Example 0
In this introductory example, we showcase how to explore a pactus-compatible dataset. For simplicity, we built the example around a single dataset: hurrdat2 dataset. However, the same procedure can be applied to all the other datasets included in pactus.
- The example is structured as follows:
Note
You can access the script of this example.
1. Setup dependencies
Import all the dependencies:
import matplotlib.pyplot as plt
import numpy as np
from yupi.graphics import plot_2d, plot_hist
from pactus import Dataset
2. Loading Data
To load the original Hurdat2 dataset we can simply do:
ds = Dataset.hurdat2()
Then, we can inspect its content:
print(f"Loaded dataset: {ds.name}")
print(f"Total trajectories: {len(ds.trajs)}")
print(f"Different classes: {ds.classes}")
Loaded dataset: hurdat2
Total trajectories: 1903
Different classes: [1, 3, 0, 2, 4, 5]
Note
In this particular case, the classes are integers that reflect the hurrican category in the Saffir-Simpson scale. However, the classes of other datasets may be strings.
3. Inspecting a single trajectory
Here, we will pick the trajectory no. 20, and its corresponding label, from the dataset and plot it using yupi. Several operations can be performed over a trajectory. For a comprehensive guide see yupi’s documentation .
traj_idx = 20
traj, label = ds.trajs[traj_idx], ds.labels[traj_idx]
plot_2d([traj], legend=False, show=False)
plt.legend([f"Label: {label}"])
plt.title(f"Trajectory no. {traj_idx}")
plt.xlabel("lon")
plt.ylabel("lat")
plt.show()
4. Inspecting a subset of the first trajectories
Similarly, we can plot a group of trajectories all together. Next, we will pick the first 200 trajectories from the dataset and plot them:
traj_count = 200
first_trajs = ds.trajs[:traj_count]
plot_2d(first_trajs, legend=False, color="#2288dd", show=False)
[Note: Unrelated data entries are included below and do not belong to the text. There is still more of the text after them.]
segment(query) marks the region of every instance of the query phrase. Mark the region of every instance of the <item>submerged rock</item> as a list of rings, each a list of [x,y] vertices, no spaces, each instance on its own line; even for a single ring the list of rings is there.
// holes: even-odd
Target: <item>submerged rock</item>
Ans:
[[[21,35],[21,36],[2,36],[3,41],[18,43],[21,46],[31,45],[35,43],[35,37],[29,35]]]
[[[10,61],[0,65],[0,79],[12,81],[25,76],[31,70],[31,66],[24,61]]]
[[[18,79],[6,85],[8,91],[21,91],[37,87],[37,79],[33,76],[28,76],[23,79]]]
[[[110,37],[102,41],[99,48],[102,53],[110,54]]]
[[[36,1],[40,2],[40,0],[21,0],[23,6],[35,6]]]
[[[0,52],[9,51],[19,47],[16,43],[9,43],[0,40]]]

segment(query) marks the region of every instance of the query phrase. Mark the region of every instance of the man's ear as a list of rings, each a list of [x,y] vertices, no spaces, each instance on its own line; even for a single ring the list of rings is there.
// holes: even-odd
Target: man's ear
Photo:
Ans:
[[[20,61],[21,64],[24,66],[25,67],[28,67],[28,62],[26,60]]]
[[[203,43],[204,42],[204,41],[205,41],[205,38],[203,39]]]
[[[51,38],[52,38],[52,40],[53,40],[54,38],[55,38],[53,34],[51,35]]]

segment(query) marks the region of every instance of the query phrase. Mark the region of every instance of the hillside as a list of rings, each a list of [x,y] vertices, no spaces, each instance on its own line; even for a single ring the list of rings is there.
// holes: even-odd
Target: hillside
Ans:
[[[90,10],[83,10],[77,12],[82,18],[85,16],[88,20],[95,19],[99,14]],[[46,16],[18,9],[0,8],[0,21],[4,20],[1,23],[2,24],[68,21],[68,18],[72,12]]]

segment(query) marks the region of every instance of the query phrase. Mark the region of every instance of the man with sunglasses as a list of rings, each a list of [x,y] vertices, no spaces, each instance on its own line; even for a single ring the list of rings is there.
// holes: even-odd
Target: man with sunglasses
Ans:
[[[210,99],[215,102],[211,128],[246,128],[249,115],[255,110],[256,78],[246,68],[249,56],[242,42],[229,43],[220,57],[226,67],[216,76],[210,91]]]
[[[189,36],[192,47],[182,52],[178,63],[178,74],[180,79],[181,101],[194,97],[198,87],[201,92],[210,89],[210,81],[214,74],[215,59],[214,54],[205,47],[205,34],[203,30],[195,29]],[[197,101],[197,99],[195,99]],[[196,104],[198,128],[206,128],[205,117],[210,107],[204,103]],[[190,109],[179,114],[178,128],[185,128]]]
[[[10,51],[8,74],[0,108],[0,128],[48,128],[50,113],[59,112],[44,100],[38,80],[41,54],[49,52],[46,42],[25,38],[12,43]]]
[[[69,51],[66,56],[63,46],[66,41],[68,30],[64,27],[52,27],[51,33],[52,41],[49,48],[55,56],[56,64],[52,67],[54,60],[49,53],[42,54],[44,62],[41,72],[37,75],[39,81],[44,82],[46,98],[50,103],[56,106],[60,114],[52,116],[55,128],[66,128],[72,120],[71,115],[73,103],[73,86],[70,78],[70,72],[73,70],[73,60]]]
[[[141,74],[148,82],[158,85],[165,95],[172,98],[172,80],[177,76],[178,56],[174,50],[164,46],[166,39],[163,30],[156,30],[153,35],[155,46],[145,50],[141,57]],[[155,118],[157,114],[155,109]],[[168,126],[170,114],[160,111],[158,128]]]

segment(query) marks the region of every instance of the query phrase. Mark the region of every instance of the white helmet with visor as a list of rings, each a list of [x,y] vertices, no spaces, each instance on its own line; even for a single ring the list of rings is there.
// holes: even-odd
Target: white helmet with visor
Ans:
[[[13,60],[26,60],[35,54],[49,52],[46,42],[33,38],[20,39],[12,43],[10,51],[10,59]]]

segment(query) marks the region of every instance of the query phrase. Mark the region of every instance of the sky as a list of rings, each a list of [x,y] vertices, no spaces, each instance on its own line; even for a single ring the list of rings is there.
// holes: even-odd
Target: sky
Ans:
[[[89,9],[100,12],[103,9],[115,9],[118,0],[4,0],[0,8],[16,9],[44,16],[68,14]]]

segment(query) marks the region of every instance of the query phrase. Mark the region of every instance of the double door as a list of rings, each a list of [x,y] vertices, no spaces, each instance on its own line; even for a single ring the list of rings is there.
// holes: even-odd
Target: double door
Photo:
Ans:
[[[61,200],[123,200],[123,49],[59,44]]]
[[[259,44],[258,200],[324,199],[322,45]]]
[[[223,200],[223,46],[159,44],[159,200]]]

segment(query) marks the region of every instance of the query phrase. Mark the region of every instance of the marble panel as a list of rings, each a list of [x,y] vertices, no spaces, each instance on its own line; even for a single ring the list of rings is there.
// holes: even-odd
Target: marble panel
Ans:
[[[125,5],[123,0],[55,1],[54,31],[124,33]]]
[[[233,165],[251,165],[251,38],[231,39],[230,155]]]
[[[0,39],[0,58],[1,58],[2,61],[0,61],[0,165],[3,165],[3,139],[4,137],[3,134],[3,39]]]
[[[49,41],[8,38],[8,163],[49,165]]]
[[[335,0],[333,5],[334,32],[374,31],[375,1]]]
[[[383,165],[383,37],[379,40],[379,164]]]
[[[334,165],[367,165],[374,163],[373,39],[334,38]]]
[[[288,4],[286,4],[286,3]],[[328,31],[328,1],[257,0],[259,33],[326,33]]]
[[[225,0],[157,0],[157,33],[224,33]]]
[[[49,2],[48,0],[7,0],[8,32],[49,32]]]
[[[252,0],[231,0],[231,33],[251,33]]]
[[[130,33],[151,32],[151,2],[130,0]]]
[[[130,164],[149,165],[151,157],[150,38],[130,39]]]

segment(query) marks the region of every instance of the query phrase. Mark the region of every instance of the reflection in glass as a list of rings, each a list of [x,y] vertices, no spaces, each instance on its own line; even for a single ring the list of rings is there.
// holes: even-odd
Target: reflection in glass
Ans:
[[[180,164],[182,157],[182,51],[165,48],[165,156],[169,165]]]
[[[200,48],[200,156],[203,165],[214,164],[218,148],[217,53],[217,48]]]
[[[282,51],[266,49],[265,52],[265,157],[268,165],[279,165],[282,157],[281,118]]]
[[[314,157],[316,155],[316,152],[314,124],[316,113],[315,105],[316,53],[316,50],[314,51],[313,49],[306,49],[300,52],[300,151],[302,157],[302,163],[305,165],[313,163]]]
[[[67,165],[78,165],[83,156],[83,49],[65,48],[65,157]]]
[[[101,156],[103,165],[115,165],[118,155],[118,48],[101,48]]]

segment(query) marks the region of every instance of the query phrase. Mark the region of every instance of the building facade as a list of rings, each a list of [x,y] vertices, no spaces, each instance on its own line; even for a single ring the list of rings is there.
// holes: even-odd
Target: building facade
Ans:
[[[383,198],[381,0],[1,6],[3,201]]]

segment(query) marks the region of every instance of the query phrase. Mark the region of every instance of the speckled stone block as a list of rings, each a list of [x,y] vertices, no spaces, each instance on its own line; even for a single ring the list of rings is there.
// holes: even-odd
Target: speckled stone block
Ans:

plt.title(f"First {traj_count} trajectories")
plt.xlabel("lon")
plt.ylabel("lat")
plt.show()
5. Inspecting the distribution of trajectories on each class
In any kind of classification, it is very useful to know the balance of a dataset among all the available classes. The following code produces a histogram with the count of trajectories on every class.
plt.bar(ds.label_counts.keys(), ds.label_counts.values())
plt.title("Trajectory count by class")
plt.xlabel("Class")
plt.show()
6. Inspecting the lenght distribution of the trajectories in the dataset
Another useful information to extract from a trajectory dataset is the distribution of the trajectories lenghts. The following code produces a histogram of the lenghts of every trajectory in the dataset.
lengths = np.array([len(traj) for traj in ds.trajs])
plot_hist(lengths, bins=40, show=False)
plt.title("Trajectory lengths historgram")
plt.xlabel("Length")
plt.show()